For influenza, it was a mutation to the seasonal strain that allowed this virulent virus to erupt in far-flung regions of the planet just as the end of the first world war approached. In the end it killed between 50 and 100 million people worldwide, making it the deadliest flu pandemic in history. The ongoing HIV epidemic was the result of a chimpanzee strain of a related virus that jumped species, crossing into the human population at least five times. The last time it occurred in Cameroon, the virus mutated, allowing it to spread rapidly among humans there, and then across the globe. Since then, 76 million people became infected with HIV and 35 million of them died. The most recent Ebola epidemic began with a two-year old boy playing in a tree inhabited by Ebola-carrying bats in a small village in Guinea. Not long after this young boy died, the Ebola virus exploded in three West African countries, infecting nearly 30,000 people and killing more than 11,000 of them before it was snuffed out.

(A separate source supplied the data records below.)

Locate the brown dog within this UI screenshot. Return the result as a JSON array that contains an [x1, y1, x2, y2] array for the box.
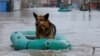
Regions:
[[33, 13, 56, 39]]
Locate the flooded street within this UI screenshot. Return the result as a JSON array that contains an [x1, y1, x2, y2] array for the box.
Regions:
[[0, 8, 100, 56]]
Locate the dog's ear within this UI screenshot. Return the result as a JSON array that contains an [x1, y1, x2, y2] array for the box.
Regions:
[[33, 12, 37, 18], [44, 13, 49, 20]]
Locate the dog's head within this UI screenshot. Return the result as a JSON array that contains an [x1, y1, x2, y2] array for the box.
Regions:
[[33, 13, 49, 28]]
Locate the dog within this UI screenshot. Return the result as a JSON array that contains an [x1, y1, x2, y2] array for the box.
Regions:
[[33, 12, 56, 39]]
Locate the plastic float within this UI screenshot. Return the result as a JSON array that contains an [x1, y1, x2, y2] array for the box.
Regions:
[[11, 31, 72, 50]]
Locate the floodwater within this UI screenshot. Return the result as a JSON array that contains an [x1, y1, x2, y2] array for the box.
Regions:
[[0, 8, 100, 56]]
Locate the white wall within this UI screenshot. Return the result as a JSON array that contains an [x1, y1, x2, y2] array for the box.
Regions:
[[14, 0, 21, 10]]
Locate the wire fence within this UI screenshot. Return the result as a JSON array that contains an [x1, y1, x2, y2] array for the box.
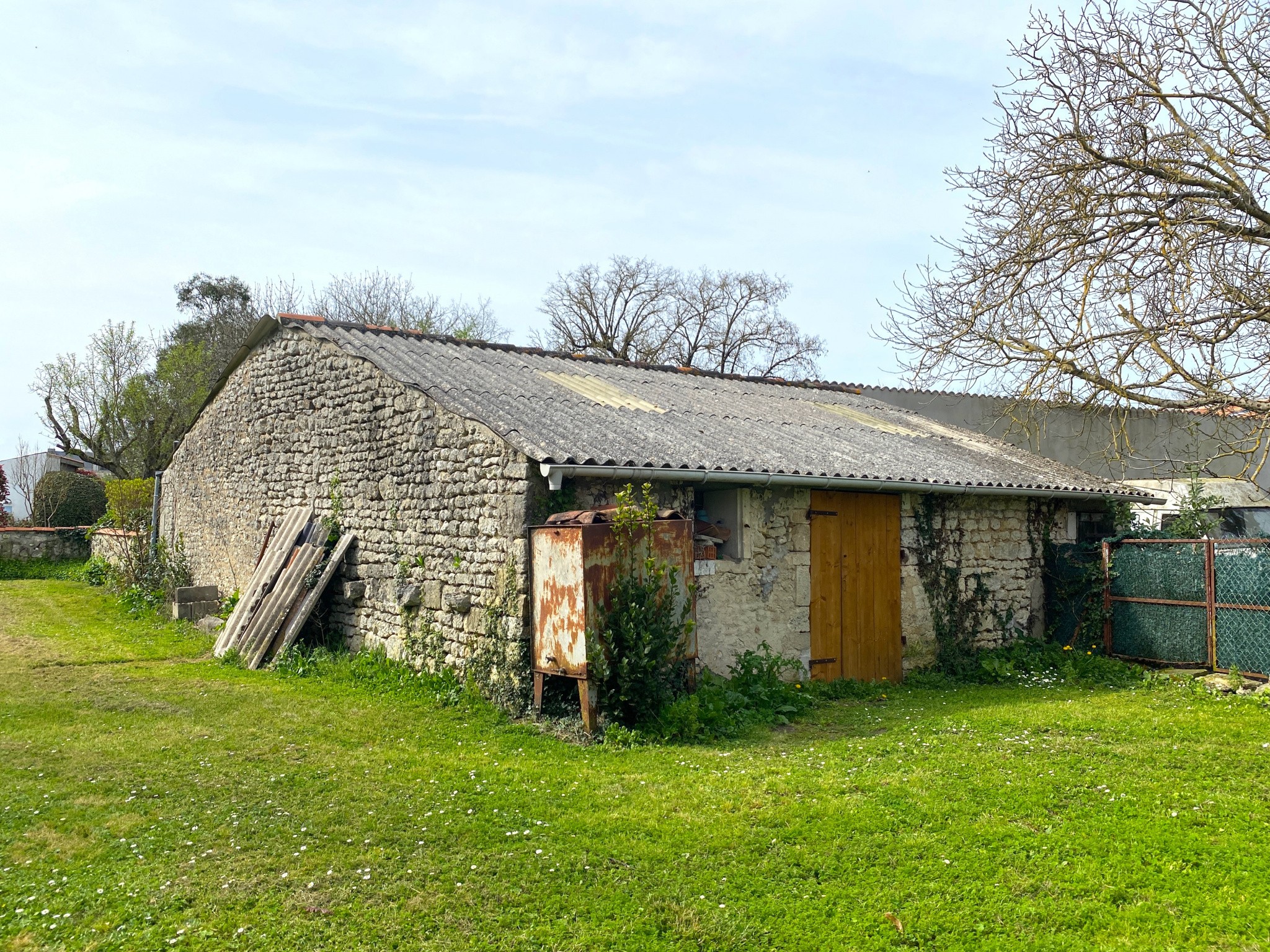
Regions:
[[1103, 538, 1270, 676]]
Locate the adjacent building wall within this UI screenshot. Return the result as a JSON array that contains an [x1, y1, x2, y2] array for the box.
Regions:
[[899, 493, 1067, 670], [161, 328, 528, 706]]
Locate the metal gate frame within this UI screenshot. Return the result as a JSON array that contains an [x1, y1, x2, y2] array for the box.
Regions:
[[1103, 538, 1270, 679]]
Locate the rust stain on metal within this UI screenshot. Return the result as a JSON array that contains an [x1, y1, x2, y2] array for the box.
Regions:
[[531, 519, 697, 678]]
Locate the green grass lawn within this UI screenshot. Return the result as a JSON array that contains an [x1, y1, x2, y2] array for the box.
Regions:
[[0, 580, 1270, 952]]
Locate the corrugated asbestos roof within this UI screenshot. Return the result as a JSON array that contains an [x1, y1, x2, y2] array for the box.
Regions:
[[280, 316, 1149, 498]]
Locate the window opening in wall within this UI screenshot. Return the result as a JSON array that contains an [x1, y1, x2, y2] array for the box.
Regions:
[[693, 488, 744, 562]]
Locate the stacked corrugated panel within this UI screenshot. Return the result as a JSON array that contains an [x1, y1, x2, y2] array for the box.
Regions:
[[213, 504, 354, 668]]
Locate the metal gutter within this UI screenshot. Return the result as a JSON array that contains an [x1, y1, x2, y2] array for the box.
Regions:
[[538, 464, 1166, 505]]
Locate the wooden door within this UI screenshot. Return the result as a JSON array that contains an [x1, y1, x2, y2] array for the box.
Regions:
[[810, 490, 903, 682]]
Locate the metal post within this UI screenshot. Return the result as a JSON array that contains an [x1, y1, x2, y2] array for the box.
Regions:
[[1204, 539, 1217, 670], [150, 470, 162, 561], [1103, 542, 1111, 655]]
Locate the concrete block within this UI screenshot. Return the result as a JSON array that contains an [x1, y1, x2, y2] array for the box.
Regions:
[[171, 602, 221, 622], [177, 585, 221, 604]]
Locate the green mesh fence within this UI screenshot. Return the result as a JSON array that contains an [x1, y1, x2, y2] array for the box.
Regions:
[[1111, 597, 1208, 664], [1213, 542, 1270, 606], [1111, 542, 1208, 604], [1111, 540, 1270, 674], [1213, 542, 1270, 674]]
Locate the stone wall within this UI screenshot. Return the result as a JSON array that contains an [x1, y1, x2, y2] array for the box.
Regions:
[[0, 527, 89, 561], [160, 328, 528, 707], [159, 328, 1065, 710], [548, 480, 1067, 672], [900, 493, 1067, 670]]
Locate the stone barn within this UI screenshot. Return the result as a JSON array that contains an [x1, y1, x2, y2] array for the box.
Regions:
[[160, 315, 1149, 708]]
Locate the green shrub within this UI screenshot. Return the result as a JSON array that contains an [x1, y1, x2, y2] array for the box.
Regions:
[[82, 556, 114, 588], [30, 471, 105, 526], [635, 641, 823, 744], [587, 483, 693, 728], [965, 638, 1143, 687], [105, 478, 155, 533], [0, 558, 85, 581]]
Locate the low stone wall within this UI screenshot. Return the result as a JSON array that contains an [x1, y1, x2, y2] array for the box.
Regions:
[[0, 526, 90, 561]]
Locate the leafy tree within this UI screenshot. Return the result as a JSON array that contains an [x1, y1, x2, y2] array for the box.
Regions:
[[1165, 474, 1223, 538], [884, 0, 1270, 477], [171, 273, 260, 386]]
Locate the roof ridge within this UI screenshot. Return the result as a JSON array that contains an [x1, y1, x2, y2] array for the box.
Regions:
[[278, 314, 861, 396]]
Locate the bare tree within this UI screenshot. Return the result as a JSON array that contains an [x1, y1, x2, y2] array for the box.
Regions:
[[171, 273, 259, 381], [535, 257, 824, 377], [535, 255, 680, 363], [882, 0, 1270, 471], [302, 270, 507, 340], [667, 268, 824, 377], [32, 321, 154, 477]]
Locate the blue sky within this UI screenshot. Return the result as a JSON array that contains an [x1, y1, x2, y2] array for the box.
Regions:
[[0, 0, 1028, 457]]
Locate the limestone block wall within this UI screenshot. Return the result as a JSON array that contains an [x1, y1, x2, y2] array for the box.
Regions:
[[0, 526, 89, 561], [160, 328, 528, 706], [559, 480, 812, 674], [900, 493, 1067, 670], [697, 486, 812, 674]]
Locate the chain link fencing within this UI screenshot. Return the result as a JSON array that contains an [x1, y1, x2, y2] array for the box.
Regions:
[[1104, 539, 1270, 674]]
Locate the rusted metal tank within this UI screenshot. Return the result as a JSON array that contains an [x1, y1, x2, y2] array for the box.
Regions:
[[530, 519, 697, 731]]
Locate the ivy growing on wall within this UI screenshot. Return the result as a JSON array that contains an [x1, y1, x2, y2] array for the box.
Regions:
[[913, 493, 1008, 674], [465, 555, 531, 712]]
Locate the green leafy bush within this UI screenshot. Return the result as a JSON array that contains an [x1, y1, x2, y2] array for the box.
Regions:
[[82, 556, 114, 588], [632, 641, 843, 745], [587, 483, 693, 728], [30, 471, 105, 526], [0, 558, 85, 581]]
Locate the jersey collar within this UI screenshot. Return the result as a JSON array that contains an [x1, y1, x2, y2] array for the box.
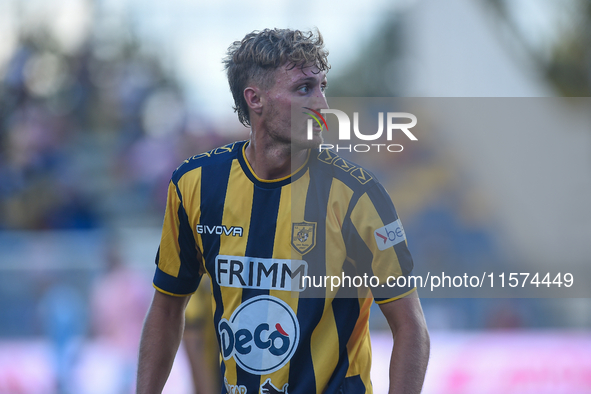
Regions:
[[238, 141, 310, 189]]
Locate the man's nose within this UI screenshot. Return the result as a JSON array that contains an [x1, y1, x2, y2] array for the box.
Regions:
[[310, 90, 329, 111]]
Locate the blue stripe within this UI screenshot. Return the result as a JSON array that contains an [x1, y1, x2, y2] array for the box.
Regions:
[[325, 298, 360, 393], [200, 156, 232, 358], [289, 162, 332, 394], [236, 185, 281, 393]]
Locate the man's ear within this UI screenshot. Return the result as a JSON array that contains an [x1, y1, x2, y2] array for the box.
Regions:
[[243, 86, 263, 115]]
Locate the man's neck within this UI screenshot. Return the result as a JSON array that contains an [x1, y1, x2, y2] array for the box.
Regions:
[[245, 133, 308, 180]]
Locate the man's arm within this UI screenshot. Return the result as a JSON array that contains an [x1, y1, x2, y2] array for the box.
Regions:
[[380, 291, 430, 394], [137, 291, 190, 394]]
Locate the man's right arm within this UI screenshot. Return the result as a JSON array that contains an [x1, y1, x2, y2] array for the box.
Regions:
[[137, 291, 190, 394]]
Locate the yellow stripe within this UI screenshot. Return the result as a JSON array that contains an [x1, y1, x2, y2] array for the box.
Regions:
[[260, 185, 299, 388], [219, 160, 254, 384], [310, 299, 339, 393], [288, 170, 310, 260], [324, 178, 353, 298], [346, 298, 373, 378], [158, 182, 181, 278], [376, 287, 417, 305], [152, 283, 194, 297]]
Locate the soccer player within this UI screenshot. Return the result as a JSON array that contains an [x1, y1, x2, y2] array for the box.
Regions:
[[137, 29, 429, 394]]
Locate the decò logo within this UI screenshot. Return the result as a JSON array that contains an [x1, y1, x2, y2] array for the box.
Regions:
[[304, 107, 417, 152]]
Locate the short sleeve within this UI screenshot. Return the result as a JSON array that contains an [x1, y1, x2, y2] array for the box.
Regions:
[[347, 183, 414, 303], [154, 181, 202, 296]]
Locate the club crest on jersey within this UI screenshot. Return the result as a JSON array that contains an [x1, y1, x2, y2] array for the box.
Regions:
[[218, 295, 300, 375], [291, 221, 316, 254], [260, 378, 289, 394]]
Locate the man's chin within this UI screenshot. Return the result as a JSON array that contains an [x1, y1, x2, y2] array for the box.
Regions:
[[291, 134, 324, 151]]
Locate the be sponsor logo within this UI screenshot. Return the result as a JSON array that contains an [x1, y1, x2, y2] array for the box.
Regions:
[[374, 219, 406, 250], [218, 295, 300, 375]]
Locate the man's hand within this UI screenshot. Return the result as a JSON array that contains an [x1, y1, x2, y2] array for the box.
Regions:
[[137, 291, 190, 394], [380, 291, 430, 394]]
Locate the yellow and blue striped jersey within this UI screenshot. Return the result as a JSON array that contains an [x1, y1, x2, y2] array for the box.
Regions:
[[154, 141, 413, 394]]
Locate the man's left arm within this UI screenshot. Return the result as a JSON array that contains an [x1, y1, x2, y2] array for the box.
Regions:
[[380, 291, 430, 394]]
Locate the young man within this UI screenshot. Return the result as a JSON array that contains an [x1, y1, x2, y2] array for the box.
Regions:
[[138, 29, 429, 394]]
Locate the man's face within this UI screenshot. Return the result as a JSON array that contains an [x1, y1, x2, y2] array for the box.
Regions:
[[261, 64, 328, 150]]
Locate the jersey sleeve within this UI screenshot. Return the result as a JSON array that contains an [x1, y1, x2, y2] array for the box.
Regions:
[[154, 181, 203, 296], [348, 183, 415, 304]]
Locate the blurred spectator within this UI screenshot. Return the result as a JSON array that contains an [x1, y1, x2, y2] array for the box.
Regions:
[[91, 245, 152, 394]]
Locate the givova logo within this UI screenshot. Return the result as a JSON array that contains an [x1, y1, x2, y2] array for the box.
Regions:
[[218, 295, 300, 375]]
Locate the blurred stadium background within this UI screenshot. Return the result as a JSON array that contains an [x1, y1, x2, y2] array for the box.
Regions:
[[0, 0, 591, 394]]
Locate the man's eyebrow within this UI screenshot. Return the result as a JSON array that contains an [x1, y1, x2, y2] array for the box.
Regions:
[[294, 77, 326, 85]]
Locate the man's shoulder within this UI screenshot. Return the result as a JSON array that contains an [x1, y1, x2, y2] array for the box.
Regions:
[[172, 141, 247, 183], [310, 149, 378, 192]]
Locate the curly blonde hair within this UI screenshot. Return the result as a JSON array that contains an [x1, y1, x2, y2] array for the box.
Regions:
[[223, 29, 330, 127]]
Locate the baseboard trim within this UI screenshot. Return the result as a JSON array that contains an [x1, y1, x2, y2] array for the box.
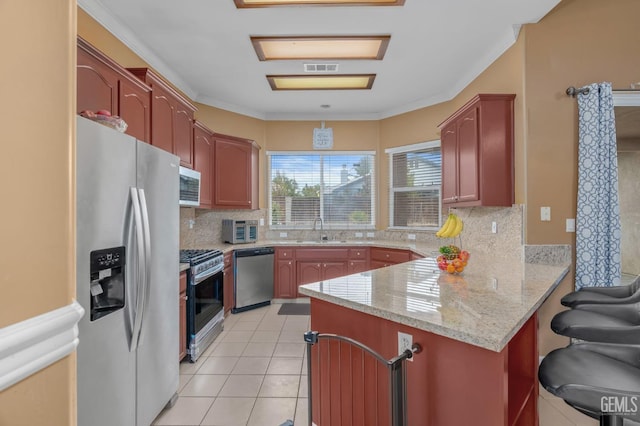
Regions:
[[0, 300, 84, 392]]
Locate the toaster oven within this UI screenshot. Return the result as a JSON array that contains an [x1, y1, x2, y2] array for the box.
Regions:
[[222, 219, 258, 244]]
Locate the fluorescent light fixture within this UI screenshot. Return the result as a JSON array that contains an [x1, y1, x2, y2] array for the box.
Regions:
[[267, 74, 376, 90], [234, 0, 405, 9], [251, 35, 391, 61]]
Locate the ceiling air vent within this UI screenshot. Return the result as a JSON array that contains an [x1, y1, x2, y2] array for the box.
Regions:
[[304, 64, 338, 72]]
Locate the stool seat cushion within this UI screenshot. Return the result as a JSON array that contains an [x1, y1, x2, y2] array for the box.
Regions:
[[538, 344, 640, 421]]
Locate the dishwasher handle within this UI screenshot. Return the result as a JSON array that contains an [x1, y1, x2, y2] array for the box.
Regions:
[[234, 247, 275, 258]]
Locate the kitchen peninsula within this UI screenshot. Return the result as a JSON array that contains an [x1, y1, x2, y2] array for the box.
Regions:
[[299, 254, 569, 426]]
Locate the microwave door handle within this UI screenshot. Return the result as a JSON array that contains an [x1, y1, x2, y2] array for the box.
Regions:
[[129, 188, 144, 352], [138, 189, 151, 346]]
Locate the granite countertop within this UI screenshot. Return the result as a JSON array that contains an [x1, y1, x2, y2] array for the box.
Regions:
[[299, 251, 569, 352], [185, 239, 438, 256]]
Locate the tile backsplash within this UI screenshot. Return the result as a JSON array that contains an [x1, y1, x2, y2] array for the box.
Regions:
[[180, 207, 267, 249]]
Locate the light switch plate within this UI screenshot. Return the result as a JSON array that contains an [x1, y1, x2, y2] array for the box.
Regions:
[[540, 207, 551, 222]]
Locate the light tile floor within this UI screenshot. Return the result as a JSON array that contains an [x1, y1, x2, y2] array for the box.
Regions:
[[153, 304, 616, 426], [153, 304, 309, 426]]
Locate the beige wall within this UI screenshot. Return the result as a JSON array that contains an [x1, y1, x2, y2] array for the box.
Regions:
[[0, 0, 76, 426], [524, 0, 640, 354]]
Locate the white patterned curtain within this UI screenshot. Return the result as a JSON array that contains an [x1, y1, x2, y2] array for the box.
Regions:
[[576, 83, 620, 289]]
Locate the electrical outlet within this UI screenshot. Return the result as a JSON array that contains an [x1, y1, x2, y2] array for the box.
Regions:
[[565, 219, 576, 232], [398, 331, 413, 362]]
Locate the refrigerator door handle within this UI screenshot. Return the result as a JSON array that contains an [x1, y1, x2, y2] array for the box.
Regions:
[[129, 188, 146, 352], [138, 189, 151, 346]]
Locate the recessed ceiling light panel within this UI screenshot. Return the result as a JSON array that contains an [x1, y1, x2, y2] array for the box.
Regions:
[[304, 64, 338, 72], [267, 74, 376, 90], [234, 0, 405, 9], [251, 35, 391, 61]]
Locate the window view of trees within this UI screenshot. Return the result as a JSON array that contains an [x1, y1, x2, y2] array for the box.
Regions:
[[270, 154, 375, 228]]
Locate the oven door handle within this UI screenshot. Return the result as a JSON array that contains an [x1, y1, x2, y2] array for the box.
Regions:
[[193, 265, 224, 285], [129, 188, 145, 352]]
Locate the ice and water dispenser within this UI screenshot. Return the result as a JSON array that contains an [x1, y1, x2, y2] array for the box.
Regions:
[[89, 246, 125, 321]]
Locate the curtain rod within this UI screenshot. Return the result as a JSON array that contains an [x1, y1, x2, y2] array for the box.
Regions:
[[566, 86, 591, 98]]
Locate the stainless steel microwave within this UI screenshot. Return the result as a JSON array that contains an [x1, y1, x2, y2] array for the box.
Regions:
[[180, 166, 200, 207], [222, 219, 258, 244]]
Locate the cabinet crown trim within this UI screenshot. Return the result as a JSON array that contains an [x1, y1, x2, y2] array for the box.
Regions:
[[438, 93, 516, 129], [127, 68, 198, 112]]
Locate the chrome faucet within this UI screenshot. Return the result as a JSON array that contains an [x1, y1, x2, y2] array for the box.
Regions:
[[313, 216, 327, 241]]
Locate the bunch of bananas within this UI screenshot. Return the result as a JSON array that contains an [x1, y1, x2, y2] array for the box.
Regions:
[[436, 213, 464, 238]]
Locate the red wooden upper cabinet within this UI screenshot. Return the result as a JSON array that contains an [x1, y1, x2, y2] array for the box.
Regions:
[[438, 94, 516, 207], [213, 133, 260, 210], [193, 121, 213, 209], [77, 37, 151, 142], [129, 68, 196, 168]]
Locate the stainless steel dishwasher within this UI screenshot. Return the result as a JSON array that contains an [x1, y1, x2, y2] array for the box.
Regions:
[[231, 247, 274, 314]]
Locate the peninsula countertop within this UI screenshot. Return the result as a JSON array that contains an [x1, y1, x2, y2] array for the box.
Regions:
[[299, 254, 569, 352]]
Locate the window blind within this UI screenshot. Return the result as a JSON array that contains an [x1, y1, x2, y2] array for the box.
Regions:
[[267, 151, 375, 229], [387, 141, 442, 228]]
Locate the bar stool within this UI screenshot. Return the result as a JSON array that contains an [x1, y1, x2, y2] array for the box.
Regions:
[[551, 302, 640, 345], [560, 277, 640, 308], [538, 343, 640, 426]]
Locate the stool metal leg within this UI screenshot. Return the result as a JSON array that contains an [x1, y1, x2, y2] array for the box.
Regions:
[[600, 414, 624, 426]]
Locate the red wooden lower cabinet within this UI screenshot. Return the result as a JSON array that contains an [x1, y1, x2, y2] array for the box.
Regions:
[[311, 298, 538, 426]]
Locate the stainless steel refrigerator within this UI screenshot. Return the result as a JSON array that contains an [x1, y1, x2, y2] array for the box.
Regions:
[[76, 117, 180, 426]]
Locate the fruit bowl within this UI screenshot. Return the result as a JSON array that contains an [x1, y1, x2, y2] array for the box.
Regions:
[[436, 244, 471, 274]]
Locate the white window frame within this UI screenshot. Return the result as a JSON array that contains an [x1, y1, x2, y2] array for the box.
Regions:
[[265, 150, 378, 231], [384, 139, 442, 231]]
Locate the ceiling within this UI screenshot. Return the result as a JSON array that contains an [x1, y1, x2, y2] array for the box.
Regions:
[[78, 0, 560, 120]]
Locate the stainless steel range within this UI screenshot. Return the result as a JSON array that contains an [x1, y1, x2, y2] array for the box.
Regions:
[[180, 250, 224, 362]]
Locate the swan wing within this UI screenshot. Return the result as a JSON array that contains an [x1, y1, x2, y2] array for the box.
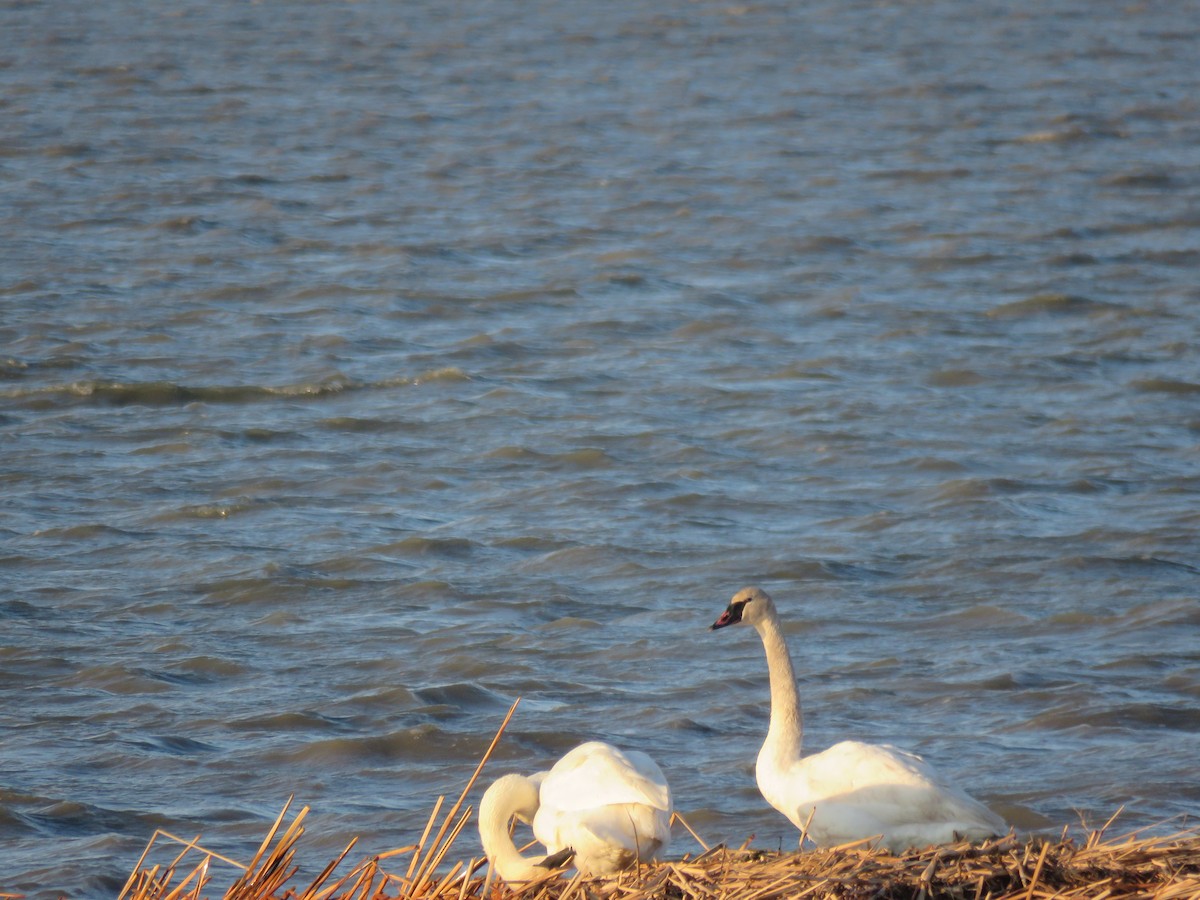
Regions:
[[534, 803, 671, 875], [788, 740, 1007, 850], [541, 740, 671, 814]]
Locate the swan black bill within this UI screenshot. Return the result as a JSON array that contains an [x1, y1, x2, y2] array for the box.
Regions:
[[708, 604, 745, 631]]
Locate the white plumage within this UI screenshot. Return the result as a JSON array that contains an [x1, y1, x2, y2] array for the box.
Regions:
[[479, 740, 672, 881], [713, 588, 1007, 851]]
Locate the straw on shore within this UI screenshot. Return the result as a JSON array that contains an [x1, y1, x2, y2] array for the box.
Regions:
[[118, 703, 1200, 900]]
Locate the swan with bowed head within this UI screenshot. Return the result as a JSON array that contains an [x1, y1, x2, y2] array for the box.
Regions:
[[710, 587, 1008, 852], [479, 740, 672, 882]]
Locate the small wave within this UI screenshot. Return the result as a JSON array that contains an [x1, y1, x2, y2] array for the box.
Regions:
[[0, 367, 470, 409]]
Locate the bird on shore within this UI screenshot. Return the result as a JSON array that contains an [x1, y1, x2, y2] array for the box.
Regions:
[[479, 740, 673, 882], [710, 587, 1008, 852]]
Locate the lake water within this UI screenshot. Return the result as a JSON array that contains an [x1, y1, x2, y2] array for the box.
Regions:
[[0, 0, 1200, 900]]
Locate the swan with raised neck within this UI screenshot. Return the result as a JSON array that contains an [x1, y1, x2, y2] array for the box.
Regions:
[[712, 587, 1008, 851], [479, 740, 673, 882]]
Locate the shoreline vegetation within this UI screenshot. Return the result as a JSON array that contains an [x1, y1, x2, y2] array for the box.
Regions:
[[114, 700, 1200, 900]]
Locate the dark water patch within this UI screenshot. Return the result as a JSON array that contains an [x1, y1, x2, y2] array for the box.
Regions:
[[121, 734, 218, 756], [1100, 170, 1177, 191], [986, 294, 1126, 318], [368, 535, 480, 559], [281, 724, 490, 766], [414, 683, 512, 710], [1024, 703, 1200, 733], [1129, 378, 1200, 395]]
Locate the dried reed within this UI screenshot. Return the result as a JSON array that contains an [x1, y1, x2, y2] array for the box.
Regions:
[[118, 700, 1200, 900]]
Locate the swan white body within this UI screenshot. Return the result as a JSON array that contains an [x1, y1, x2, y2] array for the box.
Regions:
[[479, 740, 672, 881], [713, 588, 1008, 851], [479, 775, 550, 882]]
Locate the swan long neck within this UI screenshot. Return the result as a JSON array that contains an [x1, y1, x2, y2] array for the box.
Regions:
[[755, 616, 804, 767], [479, 775, 547, 881]]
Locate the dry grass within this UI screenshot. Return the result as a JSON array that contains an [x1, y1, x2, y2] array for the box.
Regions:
[[112, 703, 1200, 900]]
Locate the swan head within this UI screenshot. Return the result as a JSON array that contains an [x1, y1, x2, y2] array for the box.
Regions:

These three examples illustrate the deadly consequences that arise when a virus jumps from animals to humans, or mutates in such a way that humans have no prior immunity to it. It is scary stuff, and Quick and Fryer don’t hold back from conveying an impending sense of doom. “Somewhere out there a dangerous virus is boiling up in the bloodstream of a bird, bat, monkey, or pig, preparing to jump into a human being. It’s hard to comprehend the scope of such a threat, for it has the potential to wipe out millions of us…over a matter of weeks or months.” This threat, they write, overshadows that posed by terrorism, future wars, or even the devastating effects of climate change. It may sound like the stuff of movies but it isn’t. Infectious disease specialists that model disease outbreaks paint a grim reality. In the highly interconnected world in which we live, a new epidemic could spread and kill incredibly quickly—Quick reports that some models suggest a death rate of over 300 million people for some potential pandemics.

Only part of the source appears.